I do have an emglo gas air compressor. I might just mount the gas engine to the Newman compressor, switch the pulleys if possible, then run the gas engine at idle. Not sure how much work it would be, but definitely worth it in the end.
>> It's doable, but then you say; <<

I can't use the gas compressor for painting as it develops way too much water in the air lines (I'm shooting moisture cured 2k Urethane). Any thoughts?

>> Yes. A given amount of ambient air will generate the same amount of water, no matter what. Period. See:

https://www.about-air-compressors.com/compressor-water.html

Take that first link to learn about where the water comes from, then go back for what you can do about it.

HTH...

Mar 08, 2018
And another thing...
by: Steven

I am not mechanically intelligent enough to understand how these older, continuous running compressors work (how they don't overfill the air tank).
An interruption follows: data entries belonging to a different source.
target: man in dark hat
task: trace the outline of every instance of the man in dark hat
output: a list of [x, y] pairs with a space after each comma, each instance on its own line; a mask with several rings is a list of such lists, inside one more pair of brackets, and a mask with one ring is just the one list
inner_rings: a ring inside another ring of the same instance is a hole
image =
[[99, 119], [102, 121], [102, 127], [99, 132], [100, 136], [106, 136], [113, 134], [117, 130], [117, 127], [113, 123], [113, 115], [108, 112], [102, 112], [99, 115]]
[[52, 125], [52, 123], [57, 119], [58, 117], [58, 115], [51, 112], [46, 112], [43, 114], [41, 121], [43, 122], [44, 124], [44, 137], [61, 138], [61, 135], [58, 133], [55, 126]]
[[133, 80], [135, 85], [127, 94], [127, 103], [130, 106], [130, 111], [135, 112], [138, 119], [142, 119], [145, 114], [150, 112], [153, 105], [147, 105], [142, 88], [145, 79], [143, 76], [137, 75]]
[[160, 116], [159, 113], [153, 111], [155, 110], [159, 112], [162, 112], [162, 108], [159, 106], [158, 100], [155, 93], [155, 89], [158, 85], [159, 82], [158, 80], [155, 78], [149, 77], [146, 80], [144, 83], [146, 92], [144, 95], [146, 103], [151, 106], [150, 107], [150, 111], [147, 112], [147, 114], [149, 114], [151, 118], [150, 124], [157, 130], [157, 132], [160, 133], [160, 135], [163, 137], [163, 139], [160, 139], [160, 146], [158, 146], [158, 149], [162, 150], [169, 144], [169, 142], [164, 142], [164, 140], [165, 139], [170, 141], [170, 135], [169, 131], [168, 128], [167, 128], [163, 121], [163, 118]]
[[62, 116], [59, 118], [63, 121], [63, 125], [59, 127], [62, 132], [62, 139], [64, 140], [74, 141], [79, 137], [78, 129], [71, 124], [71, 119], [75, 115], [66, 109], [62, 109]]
I do have an emglo gas air compressor. I might just mount the gas engine to the Newman compressor, switch the pulleys if possible, then run the gas engine at idle. Not sure how much work it would be, but definitely worth it in the end. I can't use the gas compressor for painting as it develops way too much water in the air lines (I'm shooting moisture cured 2k Urethane). Any thoughts?

Mar 08, 2018
Motor voltage
by: Doug in s.d.ca.

Is it 3-phase or tri-voltage? I think the latter.

If it's 3-phase, then all three wires are "hot". And there should be a green wire or ground point on the motor, somewhere.

If single phase, then yes, the white is neutral, red and black hot. And there still should be a ground point, somewhere.

Can you get a better shot of the motor plate? Can't read a lot of it...

If it's single phase, then 8KW *may* start it, but more likely the 10KW unit would be advised.